Different types of segregated account companies (“SACs”) (p. 5)
The late 1990s saw the emergence of a new form of corporate vehicle, consisting of a single legal entity with multiple legally separate accounts (also referred to as "series", "cells", or "compartments"). Underlying assets are pooled in one entity, but investors invest in specific accounts within the corporate entity, may retain control over the related assets and liabilities, and are exposed to the opportunity for gain and risk of loss only in respect of those assets and liabilities. The accounts themselves are not considered separate legal entities.
An example of such vehicles is the "umbrella fund" available in a number of European jurisdictions. Similar vehicles are available in the form of the "series limited liability companies" (or "series LLCs") of various US states, including Delaware and Illinois, and of the "segregated account companies" of Bermuda and certain other jurisdictions (umbrella funds, series LLCs, segregated account companies and related vehicles will generically be referred to as "SACs”)….

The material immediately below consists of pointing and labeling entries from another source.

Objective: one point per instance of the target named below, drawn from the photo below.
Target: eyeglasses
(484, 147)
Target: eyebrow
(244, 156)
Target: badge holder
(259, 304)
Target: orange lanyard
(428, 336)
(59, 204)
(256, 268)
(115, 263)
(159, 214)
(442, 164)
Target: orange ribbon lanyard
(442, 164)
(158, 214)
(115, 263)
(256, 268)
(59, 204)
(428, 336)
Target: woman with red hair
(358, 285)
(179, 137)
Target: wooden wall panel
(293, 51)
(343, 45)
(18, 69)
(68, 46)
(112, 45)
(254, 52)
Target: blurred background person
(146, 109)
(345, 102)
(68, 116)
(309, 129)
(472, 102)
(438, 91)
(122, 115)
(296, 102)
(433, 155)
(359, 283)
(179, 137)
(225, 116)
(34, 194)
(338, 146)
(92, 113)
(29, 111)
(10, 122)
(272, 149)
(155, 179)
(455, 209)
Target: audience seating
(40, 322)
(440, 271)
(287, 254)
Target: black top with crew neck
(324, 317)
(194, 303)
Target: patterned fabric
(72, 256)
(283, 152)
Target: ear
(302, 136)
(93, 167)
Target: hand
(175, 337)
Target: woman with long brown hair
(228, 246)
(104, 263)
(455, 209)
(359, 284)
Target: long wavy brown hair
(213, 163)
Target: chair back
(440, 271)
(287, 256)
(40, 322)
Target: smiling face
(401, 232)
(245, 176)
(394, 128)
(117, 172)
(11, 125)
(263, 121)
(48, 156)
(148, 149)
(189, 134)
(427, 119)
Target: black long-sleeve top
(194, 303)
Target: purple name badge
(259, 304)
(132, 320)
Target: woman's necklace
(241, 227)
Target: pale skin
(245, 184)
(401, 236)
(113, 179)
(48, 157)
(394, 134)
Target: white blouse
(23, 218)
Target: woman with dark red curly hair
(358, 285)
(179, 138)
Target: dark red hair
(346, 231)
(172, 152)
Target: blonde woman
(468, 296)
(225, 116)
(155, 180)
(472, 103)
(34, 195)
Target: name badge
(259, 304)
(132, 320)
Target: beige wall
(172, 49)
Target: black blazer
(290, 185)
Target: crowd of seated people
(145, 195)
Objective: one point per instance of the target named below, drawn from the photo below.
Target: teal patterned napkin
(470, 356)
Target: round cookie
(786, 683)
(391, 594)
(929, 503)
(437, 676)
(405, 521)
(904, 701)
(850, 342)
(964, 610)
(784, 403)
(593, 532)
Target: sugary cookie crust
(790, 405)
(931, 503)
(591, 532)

Examples of uses of segregated account companies (p. 5)
[U]ses of…SACs includ[e]:
- the offering of multiple investment sub-funds, whose assets and liabilities are segregated from one another, within a single umbrella fund;
- the provision of employee retirement benefits, death benefits, and other benefits to multiple participating employers, who subscribe for separate sub-funds of an umbrella fund;
- serving as a securitization vehicle for multiple issuers; and
- serving as a captive insurance vehicle to reinsure risks pf multiple unrelated insured parties, who reinsure risks with and pay premiums to separate cells of a SAC.
Application where there is a Cdn-denominated series for Canadian investors (pp. 9-10)
[A]n umbrella fund may offer several sub-funds and different classes or series of shares of each sub-fund denominated in different currencies, with the expectation, for example, that Canadian investors would invest in a Canadian dollar-denominated series. In such cases, because an investor in the. Canadian-dollar denominated series of a particular sub-fund would not have an interest in the property of the other sub-funds, the investor's interest would be a tracking interest….
[I]f the sub-fund hedges its non-Canadian dollar exposure with respect to the Canadian dollar series back to the Canadian dollar, then the property attributable to that series may be deemed to be tracked property. In the words of the Joint Committee, the interests in the Canadian dollar series may be seen as a separate tracked interest from the other interests in the particular sub-fund. As noted above, in general there would not be many holders of. the Canadian-denominated series, and therefore holders of that, series could readily be deemed to hold more than 10% of the shares of the related separate corporation. In addition, since most holders of the Canadian-denominated series can be expected to be resident in Canada, it would be easy for the separate corporation to be deemed a CFA pursuant to the "relevant Canadian shareholders" rule….
No change under 25 October 2018 draft legislation (p. 10)
[T]he new proposals could still result in a deemed CFA in the second hypothetical considered by the joint Committee…
S. 95(11)(e) rule (p. 9)
[I]f the taxpayer holds: (1) property that is a tracking interest in an affiliate; and (2) shares of a class of the affiliate’s capital stock that have a fair market value that may reasonably be considered to be determined by reference to the tracked property in respect of the tracking interest, then subsection 95(11) will deem the tracked property to be property of a separate corporation, much as under the old elective procedure.
In particular, the separate corporation is deemed to have 100 issued and outstanding shares of a single class, but now each shareholder is deemed to hold their "aggregate participating percentage” of the shares of the separate corporation.
Effect of de minimis $5,000 rule in s. 95(1) participating percentage definition (pp. 9-10)
There is effectively a de minimis rule whereby the taxpayer will not have any shares of the separate corporation attributed to it if FAPI in the relevant cell or compartment does not exceed $5,000. In such cases the taxpayer's "aggregate participating percentage" in the compartment (per the existing definition) would be nil, and no shares of the separate corporation would be attributed to the taxpayer. As a result, it appears the separate corporation should not be a CFA in that, year, regardless of whether the separate corporation would otherwise be treated as being controlled by the taxpayer.
Where applicable, this appears to have the effect of not requiring the taxpayer to report de minimis amounts of FAPI pursuant to the tracking rules. However, it may also imply that the taxpayer may not get the benefit of any FAPL that might otherwise arise in a particular year, unless the cell or compartment is net FAPI-positive in that year (more accurately, FAPLs would not arise as the cell or compartment would not be a CFA). It seems inappropriate to impute FAPI of a deemed CFA to the taxpayer but deny the taxpayer the benefit of any FAPLs of the CFA.
In addition, new subsection 95(12) is a residual rule that applies where the rules in new subsections 95(10) and (11) do not apply (e.g., because the taxpayer does not hold shares of a corporate affiliate). In such cases, if the taxpayer holds a tracking interest in respect of the affiliate, subsection 95(12) will deem the entire affiliate to be a CFA (similar to the old default rule).